Les structures de santé sont débordées mais elles ne sont nullement détruites ou hors état de fonctionner. Le personnel médical traite les blessés, répond aux besoins de la communauté, mais est bien sûr confronté à des défis immenses. Ce n’est pas un problème de compétence ou de volonté. C’est un problème de besoin de recevoir un soutien pour être en mesure de mieux répondre aux besoins immenses et très urgents auxquels ils sont confrontés.
Les combats ont-ils baissé un peu d’intensité?
C’est plus calme maintenant. Il y a trois jours, je n’aurais pas pu vous parler au téléphone. Il y avait sans arrêt des tirs, des explosions.

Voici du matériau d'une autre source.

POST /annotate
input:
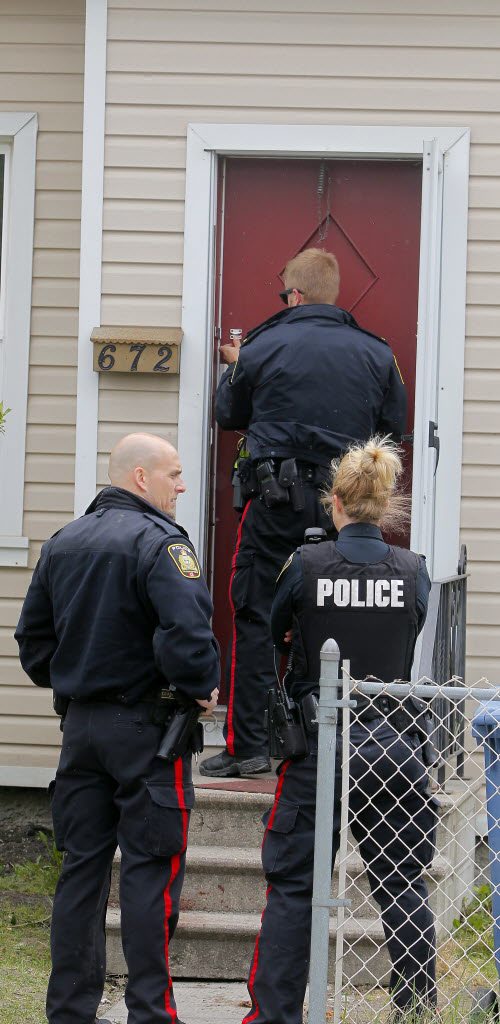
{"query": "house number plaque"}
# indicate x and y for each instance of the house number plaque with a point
(136, 350)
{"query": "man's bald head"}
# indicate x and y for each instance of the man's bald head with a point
(148, 466)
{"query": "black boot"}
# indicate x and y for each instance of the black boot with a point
(226, 765)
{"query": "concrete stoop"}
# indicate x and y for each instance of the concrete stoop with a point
(224, 890)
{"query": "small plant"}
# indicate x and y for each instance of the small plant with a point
(3, 413)
(473, 931)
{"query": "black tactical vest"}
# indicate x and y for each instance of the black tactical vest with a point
(370, 609)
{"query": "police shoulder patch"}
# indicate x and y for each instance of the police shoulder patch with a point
(185, 560)
(285, 566)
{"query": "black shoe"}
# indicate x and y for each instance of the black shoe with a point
(225, 766)
(105, 1020)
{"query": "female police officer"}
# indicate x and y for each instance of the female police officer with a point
(372, 598)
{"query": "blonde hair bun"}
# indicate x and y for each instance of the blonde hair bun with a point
(366, 479)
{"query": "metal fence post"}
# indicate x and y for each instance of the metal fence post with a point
(327, 735)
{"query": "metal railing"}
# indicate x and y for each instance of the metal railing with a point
(443, 657)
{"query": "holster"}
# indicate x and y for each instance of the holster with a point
(183, 733)
(269, 487)
(411, 715)
(60, 706)
(285, 728)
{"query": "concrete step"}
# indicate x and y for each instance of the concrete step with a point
(228, 817)
(232, 881)
(220, 945)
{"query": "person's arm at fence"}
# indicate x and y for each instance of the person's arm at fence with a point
(423, 591)
(35, 632)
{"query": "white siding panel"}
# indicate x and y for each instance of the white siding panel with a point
(43, 380)
(144, 183)
(55, 263)
(9, 612)
(141, 247)
(130, 119)
(149, 311)
(41, 70)
(45, 469)
(485, 256)
(57, 235)
(52, 439)
(52, 351)
(483, 385)
(142, 153)
(139, 279)
(288, 7)
(24, 700)
(336, 29)
(300, 92)
(482, 353)
(146, 410)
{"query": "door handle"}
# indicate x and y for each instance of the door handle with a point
(434, 442)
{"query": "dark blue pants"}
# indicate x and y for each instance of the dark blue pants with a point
(265, 539)
(393, 820)
(111, 790)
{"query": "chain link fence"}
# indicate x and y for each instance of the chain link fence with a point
(411, 908)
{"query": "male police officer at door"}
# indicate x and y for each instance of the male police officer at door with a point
(117, 622)
(304, 385)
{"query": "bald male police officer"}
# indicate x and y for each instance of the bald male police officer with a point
(117, 621)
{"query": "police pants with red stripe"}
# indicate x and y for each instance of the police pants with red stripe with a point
(265, 539)
(111, 790)
(393, 820)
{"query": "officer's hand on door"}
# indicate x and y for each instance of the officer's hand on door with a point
(209, 705)
(231, 352)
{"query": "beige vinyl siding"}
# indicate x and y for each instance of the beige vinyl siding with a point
(330, 61)
(41, 70)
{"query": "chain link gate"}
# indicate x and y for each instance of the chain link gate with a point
(411, 932)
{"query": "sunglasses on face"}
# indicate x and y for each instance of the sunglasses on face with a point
(288, 291)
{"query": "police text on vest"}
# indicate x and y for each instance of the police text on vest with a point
(378, 593)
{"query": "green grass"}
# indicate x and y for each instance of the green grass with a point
(26, 904)
(25, 956)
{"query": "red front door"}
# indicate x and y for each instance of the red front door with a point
(366, 212)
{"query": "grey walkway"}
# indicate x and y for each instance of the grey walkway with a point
(199, 1003)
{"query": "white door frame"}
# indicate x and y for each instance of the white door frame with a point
(441, 311)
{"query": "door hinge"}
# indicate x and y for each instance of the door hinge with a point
(434, 441)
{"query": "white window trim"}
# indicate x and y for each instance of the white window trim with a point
(5, 153)
(205, 143)
(18, 131)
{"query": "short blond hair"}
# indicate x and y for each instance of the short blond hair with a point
(367, 480)
(314, 272)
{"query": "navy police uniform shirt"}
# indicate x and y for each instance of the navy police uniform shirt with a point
(307, 383)
(360, 544)
(118, 607)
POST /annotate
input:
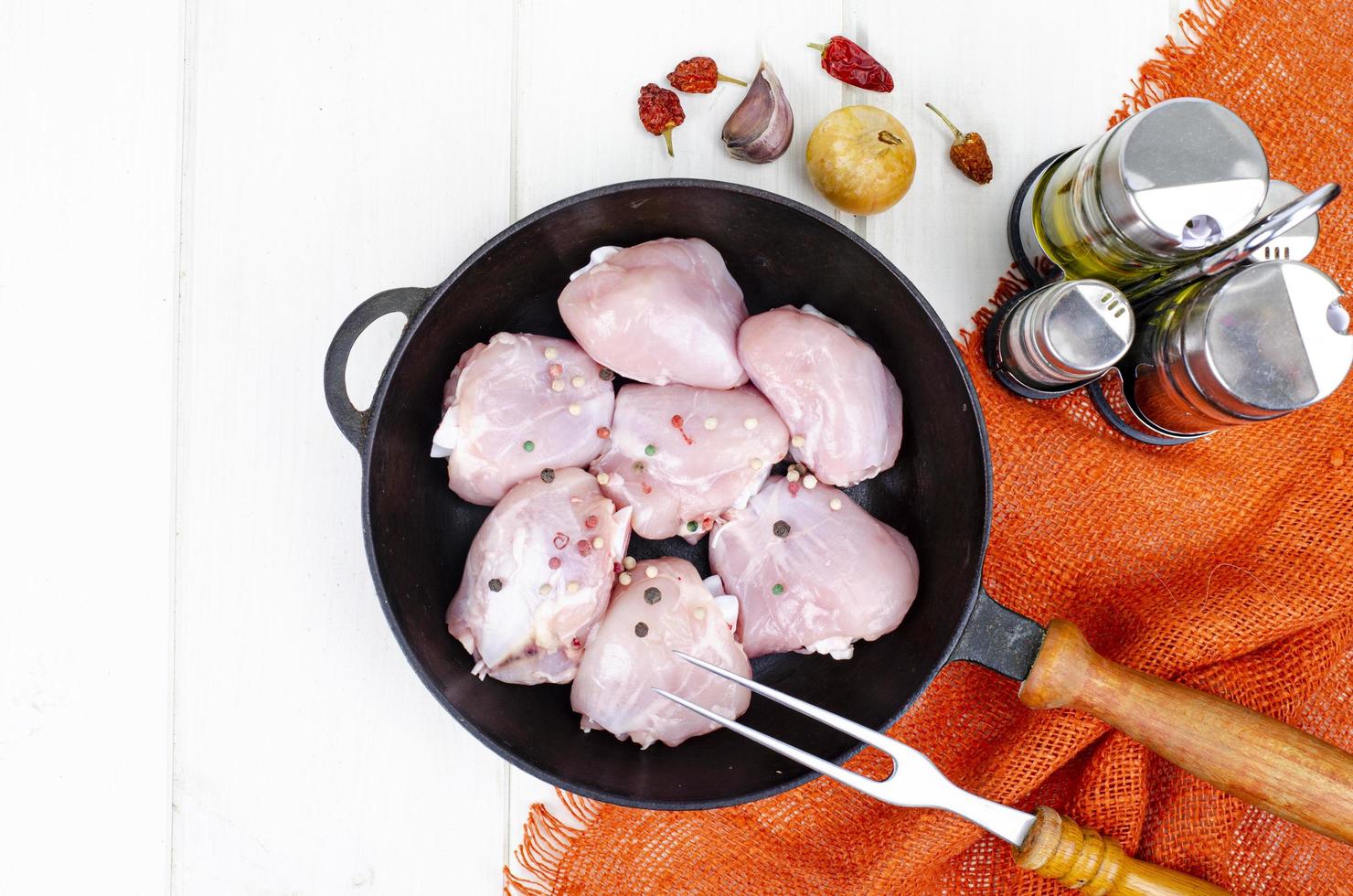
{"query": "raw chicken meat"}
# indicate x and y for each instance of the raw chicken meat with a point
(840, 403)
(812, 570)
(632, 653)
(662, 312)
(682, 455)
(538, 577)
(516, 406)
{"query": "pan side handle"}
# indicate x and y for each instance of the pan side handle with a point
(998, 639)
(351, 421)
(1259, 760)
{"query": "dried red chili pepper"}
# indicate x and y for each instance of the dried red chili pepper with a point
(847, 61)
(660, 112)
(698, 75)
(967, 152)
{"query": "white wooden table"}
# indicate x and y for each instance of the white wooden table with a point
(197, 690)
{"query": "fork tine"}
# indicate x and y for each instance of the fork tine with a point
(829, 719)
(801, 757)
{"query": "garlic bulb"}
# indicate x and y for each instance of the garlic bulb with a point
(763, 123)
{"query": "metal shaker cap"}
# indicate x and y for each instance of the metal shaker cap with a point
(1267, 338)
(1066, 332)
(1296, 242)
(1181, 176)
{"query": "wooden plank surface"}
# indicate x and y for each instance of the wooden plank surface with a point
(88, 239)
(338, 149)
(206, 698)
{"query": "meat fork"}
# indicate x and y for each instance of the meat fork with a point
(1046, 842)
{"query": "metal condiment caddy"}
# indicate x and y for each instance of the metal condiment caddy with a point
(1161, 253)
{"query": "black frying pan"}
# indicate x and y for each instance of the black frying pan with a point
(938, 493)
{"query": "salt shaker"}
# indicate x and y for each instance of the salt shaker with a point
(1157, 189)
(1050, 340)
(1252, 344)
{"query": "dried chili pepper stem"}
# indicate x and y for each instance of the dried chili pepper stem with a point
(698, 75)
(659, 112)
(944, 118)
(967, 152)
(850, 62)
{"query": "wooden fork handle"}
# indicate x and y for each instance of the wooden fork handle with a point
(1259, 760)
(1093, 864)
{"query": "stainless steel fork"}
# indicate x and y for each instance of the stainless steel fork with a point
(1046, 842)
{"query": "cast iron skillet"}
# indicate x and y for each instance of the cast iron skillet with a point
(938, 493)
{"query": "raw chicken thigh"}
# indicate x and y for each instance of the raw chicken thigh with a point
(812, 570)
(662, 312)
(516, 406)
(682, 455)
(665, 608)
(538, 577)
(840, 403)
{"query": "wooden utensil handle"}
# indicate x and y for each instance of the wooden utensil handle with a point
(1096, 865)
(1259, 760)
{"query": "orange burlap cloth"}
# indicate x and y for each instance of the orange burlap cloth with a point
(1226, 565)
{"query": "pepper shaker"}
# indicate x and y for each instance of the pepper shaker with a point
(1158, 189)
(1057, 337)
(1252, 344)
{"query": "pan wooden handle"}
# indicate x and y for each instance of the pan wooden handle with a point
(1259, 760)
(1093, 864)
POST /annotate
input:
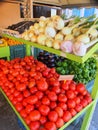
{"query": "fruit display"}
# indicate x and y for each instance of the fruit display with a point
(21, 26)
(49, 59)
(75, 35)
(44, 102)
(11, 42)
(83, 72)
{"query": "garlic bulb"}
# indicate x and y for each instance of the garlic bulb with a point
(41, 39)
(56, 44)
(49, 42)
(69, 37)
(33, 38)
(50, 32)
(59, 36)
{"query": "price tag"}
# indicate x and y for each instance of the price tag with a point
(10, 32)
(63, 54)
(66, 77)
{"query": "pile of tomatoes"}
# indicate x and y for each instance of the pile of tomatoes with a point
(44, 102)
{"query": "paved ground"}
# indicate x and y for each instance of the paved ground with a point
(8, 119)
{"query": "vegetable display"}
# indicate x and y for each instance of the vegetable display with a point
(41, 99)
(74, 35)
(83, 72)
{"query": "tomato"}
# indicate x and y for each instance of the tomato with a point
(72, 86)
(70, 94)
(16, 93)
(31, 83)
(43, 120)
(27, 120)
(71, 103)
(44, 110)
(39, 94)
(19, 97)
(45, 101)
(67, 116)
(19, 106)
(29, 108)
(88, 98)
(42, 85)
(59, 110)
(50, 125)
(59, 122)
(26, 93)
(52, 96)
(78, 107)
(53, 116)
(84, 102)
(34, 115)
(62, 98)
(56, 89)
(53, 105)
(33, 90)
(63, 105)
(34, 125)
(23, 113)
(21, 87)
(77, 100)
(80, 87)
(32, 99)
(73, 112)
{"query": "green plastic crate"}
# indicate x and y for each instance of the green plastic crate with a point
(17, 51)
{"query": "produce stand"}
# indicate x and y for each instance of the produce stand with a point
(89, 109)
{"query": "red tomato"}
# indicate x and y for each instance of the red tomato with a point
(70, 94)
(43, 120)
(33, 90)
(23, 113)
(63, 106)
(88, 98)
(29, 108)
(26, 93)
(19, 97)
(84, 102)
(77, 100)
(59, 110)
(62, 98)
(27, 120)
(45, 101)
(56, 89)
(34, 115)
(59, 122)
(32, 99)
(19, 106)
(53, 105)
(78, 107)
(72, 86)
(53, 116)
(44, 110)
(67, 116)
(73, 112)
(39, 94)
(80, 87)
(52, 96)
(42, 85)
(50, 125)
(34, 125)
(71, 103)
(16, 93)
(21, 87)
(31, 83)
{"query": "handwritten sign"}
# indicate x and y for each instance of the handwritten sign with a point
(10, 32)
(66, 77)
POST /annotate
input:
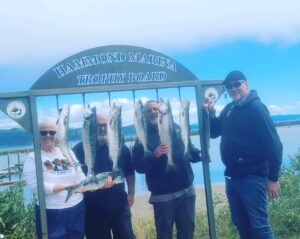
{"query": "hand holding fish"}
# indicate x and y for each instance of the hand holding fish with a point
(130, 199)
(273, 189)
(160, 150)
(108, 183)
(58, 187)
(209, 105)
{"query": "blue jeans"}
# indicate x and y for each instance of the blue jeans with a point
(247, 199)
(67, 223)
(180, 211)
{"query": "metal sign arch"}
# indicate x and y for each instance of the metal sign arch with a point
(109, 69)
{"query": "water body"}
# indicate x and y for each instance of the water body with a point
(288, 135)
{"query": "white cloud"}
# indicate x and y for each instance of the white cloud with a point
(43, 30)
(283, 109)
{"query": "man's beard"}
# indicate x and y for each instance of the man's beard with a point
(101, 139)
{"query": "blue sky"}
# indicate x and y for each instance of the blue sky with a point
(210, 38)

Aujourd’hui, je peux vous parler sans me réfugier derrière un mur, c’est un progrès.
Mais c’est une situation si fluctuante, qui évolue si rapidement. Cela fait quatre jours maintenant et je ne peux commencer à expliquer les changements que j’ai vus à Tripoli. Cela a été extrêmement rapide, la façon dont la violence a éclaté à Tripoli et la façon dont la ville change. Nous devons rester extrêmement vigilants par rapport à l’évolution de la situation dans les prochains jours.
Dans l’un des hôpitaux auxquels nous n’avons pas pu accéder à cause des combats, nous avons entendu parler d’une situation critique avec des patients qui ne peuvent être vus par le personnel médical parce que celui-ci ne peut pas aller à l’hôpital, à cause des combats tout autour. C’est absolument essentiel que dans les prochains jours, tous les hôpitaux soient accessibles par les patients. Le personnel médical doit pouvoir se rendre dans les établissements sanitaires et l’inviolabilité des hôpitaux doit être respectée par les combattants, de quelque bord qu’ils soient.
MSF est une organisation médicale humanitaire internationale, présente en Libye depuis le 25 février 2011. Pour assurer l’indépendance de son action médicale, MSF ne fait appel qu’à des dons privés pour financer ses activités en Libye et n’accepte aucun fonds de gouvernements, agences donatrices, ni de groupes ayant une affiliation politique ou militaire. Les équipes MSF en Libye comptent actuellement 44 Libyens et 30 expatriés. Elles dispensent des soins médicaux, des soins de santé mentale, des soins chirurgicaux et apportent un soutien en médicaments et matériel médical dans les villes de Tripoli, Misrata, Zliten, Yefren et Benghazi.